In a previous interview with Flanagan and Siegel, the decision also had a narrative purpose in making Maddie more of an outsider, not just to her friends but also outside of the Deaf community. It’s only through surviving the night that the hope is that Maddie herself no longer sees her deafness as a burden. However, the content of the story and how it calls out ableism and sexism is something that is not discussed enough in movies about disabled people, and comes through clearest in horror. (Guillermo del Toro’s The Shape of Water is another great example.) 

The Man fetishizes Maddie’s deafness, toying with her through the movie, almost as if he’s turned on by how defenseless she is. There’s nothing romantic here, however. Maddie’s deafness is only an additional means to torture her for The Man. The fact that the killer lacks a name, referred to exclusively by his gender, also points back on the idea that he misogynistically believes he’s superior to her. There’s a throughline that can be traced between him and del Toro’s villain, Michael Shannon’s Agent Strickland, in The Shape of Water. Both men connect their disabled/Deaf victim’s sexuality to their disability, and want to use violence in a quasi-sexual manner. The Man tells Maddie at one point he wants to “hear [her] scream,” equating noise with submission. 

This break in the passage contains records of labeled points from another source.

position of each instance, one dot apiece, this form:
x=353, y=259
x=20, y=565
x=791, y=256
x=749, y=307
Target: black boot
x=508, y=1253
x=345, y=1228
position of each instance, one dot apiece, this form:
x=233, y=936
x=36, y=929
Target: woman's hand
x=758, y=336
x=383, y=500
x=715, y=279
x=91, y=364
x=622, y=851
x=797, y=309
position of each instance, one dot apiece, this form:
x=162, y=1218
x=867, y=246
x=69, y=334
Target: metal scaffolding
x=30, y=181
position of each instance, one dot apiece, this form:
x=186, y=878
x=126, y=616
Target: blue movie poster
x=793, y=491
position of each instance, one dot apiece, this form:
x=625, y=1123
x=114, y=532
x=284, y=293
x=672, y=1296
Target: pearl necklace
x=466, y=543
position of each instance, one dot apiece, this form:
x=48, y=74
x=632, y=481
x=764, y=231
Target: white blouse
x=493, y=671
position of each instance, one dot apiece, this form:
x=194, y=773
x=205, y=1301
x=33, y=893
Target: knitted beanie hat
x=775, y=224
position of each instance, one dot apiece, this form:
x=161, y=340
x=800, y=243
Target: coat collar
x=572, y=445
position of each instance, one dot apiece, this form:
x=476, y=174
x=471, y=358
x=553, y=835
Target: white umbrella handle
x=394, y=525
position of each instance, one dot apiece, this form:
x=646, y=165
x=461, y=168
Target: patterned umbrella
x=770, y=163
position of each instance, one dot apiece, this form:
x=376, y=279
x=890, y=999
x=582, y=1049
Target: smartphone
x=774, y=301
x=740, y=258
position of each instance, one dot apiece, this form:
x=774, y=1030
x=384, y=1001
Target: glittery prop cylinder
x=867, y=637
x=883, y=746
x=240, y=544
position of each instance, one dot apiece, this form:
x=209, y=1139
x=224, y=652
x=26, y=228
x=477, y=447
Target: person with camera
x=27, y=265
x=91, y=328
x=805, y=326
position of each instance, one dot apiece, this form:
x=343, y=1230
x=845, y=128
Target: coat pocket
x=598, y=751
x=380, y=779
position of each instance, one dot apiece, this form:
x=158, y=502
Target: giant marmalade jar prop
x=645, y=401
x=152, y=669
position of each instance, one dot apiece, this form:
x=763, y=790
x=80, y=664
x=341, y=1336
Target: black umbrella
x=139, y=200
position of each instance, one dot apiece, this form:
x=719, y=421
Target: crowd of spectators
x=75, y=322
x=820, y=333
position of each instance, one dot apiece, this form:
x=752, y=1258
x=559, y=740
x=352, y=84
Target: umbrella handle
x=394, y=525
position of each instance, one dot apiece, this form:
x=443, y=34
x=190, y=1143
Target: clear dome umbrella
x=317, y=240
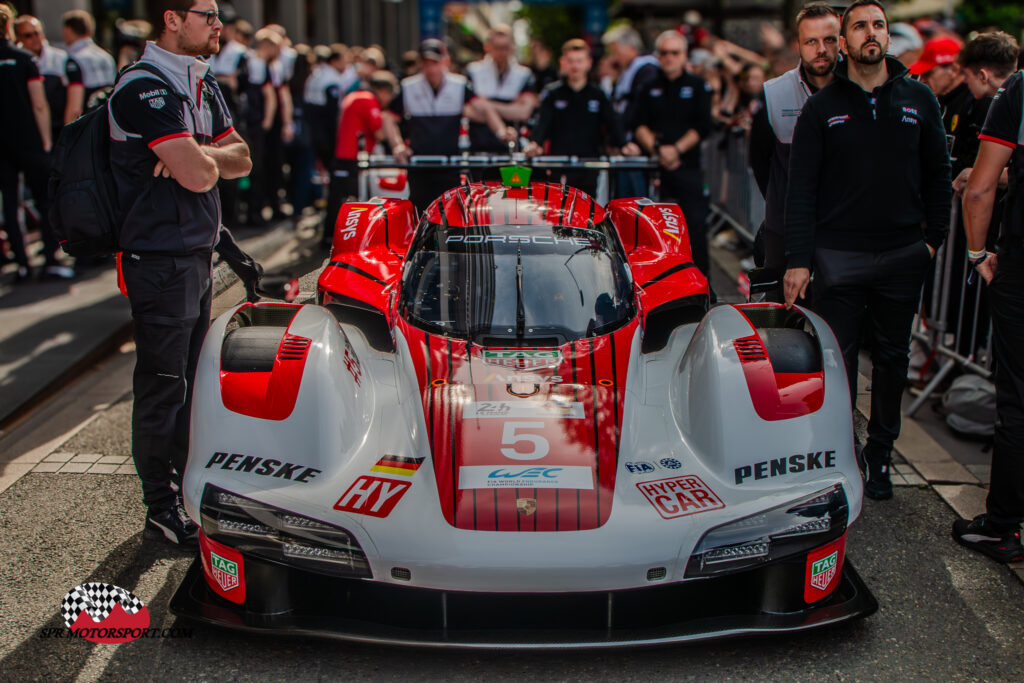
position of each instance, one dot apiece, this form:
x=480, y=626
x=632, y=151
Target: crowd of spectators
x=289, y=99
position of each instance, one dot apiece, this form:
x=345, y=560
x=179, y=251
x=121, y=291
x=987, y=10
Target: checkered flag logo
x=98, y=601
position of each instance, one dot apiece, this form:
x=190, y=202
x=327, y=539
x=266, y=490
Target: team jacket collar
x=185, y=73
x=893, y=66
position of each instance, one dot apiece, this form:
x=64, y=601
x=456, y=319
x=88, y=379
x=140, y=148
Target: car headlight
x=772, y=535
x=281, y=536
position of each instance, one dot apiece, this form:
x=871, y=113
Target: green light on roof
x=515, y=176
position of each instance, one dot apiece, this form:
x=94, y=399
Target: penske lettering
x=680, y=496
x=781, y=466
x=262, y=466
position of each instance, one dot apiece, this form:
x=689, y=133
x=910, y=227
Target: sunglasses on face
x=211, y=15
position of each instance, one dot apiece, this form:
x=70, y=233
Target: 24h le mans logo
x=823, y=570
x=225, y=572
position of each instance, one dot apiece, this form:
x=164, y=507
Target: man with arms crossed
x=171, y=141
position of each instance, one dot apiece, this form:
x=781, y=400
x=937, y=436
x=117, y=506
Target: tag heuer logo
x=823, y=570
x=225, y=572
x=522, y=358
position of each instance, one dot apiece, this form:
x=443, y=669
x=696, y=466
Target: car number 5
x=510, y=437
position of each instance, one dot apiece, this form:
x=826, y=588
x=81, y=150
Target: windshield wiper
x=520, y=309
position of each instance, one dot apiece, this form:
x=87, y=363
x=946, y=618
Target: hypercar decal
x=679, y=497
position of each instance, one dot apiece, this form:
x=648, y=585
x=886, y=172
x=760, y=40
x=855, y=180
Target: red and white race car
x=516, y=422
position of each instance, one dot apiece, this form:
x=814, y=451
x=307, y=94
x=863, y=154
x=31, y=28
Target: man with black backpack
x=171, y=140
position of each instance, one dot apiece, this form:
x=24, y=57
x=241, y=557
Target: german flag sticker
x=397, y=465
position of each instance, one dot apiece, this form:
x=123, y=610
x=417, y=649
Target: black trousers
x=427, y=184
x=685, y=187
x=880, y=292
x=170, y=304
x=35, y=166
x=1006, y=494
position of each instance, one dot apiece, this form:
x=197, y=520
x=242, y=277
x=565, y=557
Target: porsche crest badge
x=525, y=506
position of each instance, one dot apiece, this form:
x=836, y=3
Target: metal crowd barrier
x=470, y=162
x=942, y=328
x=735, y=199
x=953, y=326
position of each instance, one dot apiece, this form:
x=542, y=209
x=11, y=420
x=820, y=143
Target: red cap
x=938, y=52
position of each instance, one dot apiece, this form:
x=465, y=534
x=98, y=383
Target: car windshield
x=517, y=285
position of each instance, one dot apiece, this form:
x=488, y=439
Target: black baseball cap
x=432, y=48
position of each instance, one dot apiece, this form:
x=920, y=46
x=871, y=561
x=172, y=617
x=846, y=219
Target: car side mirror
x=766, y=285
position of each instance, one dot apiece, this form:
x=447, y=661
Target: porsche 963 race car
x=516, y=422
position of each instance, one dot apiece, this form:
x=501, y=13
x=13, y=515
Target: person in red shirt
x=360, y=117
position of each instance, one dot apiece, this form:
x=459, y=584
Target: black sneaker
x=876, y=467
x=254, y=290
x=979, y=534
x=174, y=524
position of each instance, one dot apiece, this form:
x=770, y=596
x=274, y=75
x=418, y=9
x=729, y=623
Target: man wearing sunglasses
x=771, y=131
x=674, y=115
x=171, y=141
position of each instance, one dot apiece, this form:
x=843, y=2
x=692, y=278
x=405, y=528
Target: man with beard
x=171, y=140
x=576, y=119
x=867, y=206
x=771, y=131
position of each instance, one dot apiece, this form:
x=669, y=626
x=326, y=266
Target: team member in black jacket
x=867, y=206
x=577, y=117
x=171, y=141
x=675, y=115
x=997, y=531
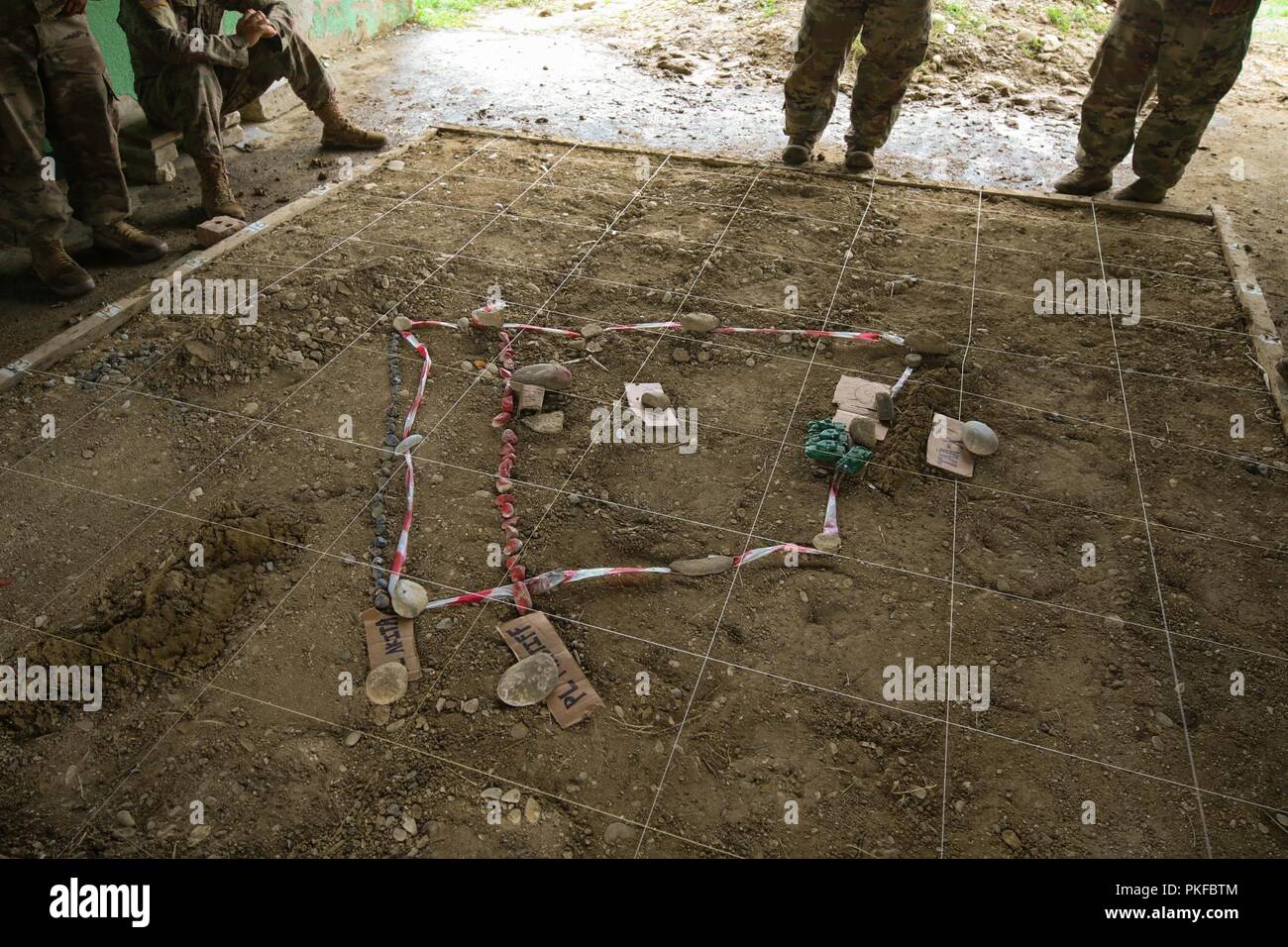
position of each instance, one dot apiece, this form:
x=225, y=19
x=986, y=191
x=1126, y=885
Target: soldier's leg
x=287, y=54
x=896, y=35
x=1199, y=60
x=1120, y=73
x=189, y=98
x=81, y=120
x=827, y=31
x=29, y=196
x=284, y=55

Maddie runs through her options, expressed verbally by a subconscious version of herself: “He’s bigger, stronger, and faster…And he has the advantage: He can hear you.” Maddie, though, finds strength and superiority in her Deafness, realizing that The Man takes for granted his own abilities. In a move akin to Wait Until Dark – wherein Susy knocks out all the lights in the house to make Roat as blind as she is – Maddie turns the adaptations in her house into weapons, using the strobe effects in her fire alarm to disorient The Man. The two eventually end up wrapped in physical combat and Maddie is able to overcome him by stabbing The Man with a corkscrew. Hush ends with Maddie contemplating her own survival with her cat. Maddie isn’t a hero because she’s a Deaf woman who defied the odds. She’s a woman who bested a man who perceived her as weak. 

Every time I revisit Hush I think of the various disabled women in horror that have crafted this fascinating world of playing with expectations, from Maddie to wheelchair user Nica Pierce (Fiona Dourif) in the Chucky films, to Audrey Hepburn in Wait Until Dark and Kiera Allen (one of the few disabled actresses playing a disabled character) in Run. These women aren’t perfect, but they’re self-sufficient badasses. And until Hollywood is ready to catch up and create more opportunities for disabled actors, these women of horror are some of the best we have.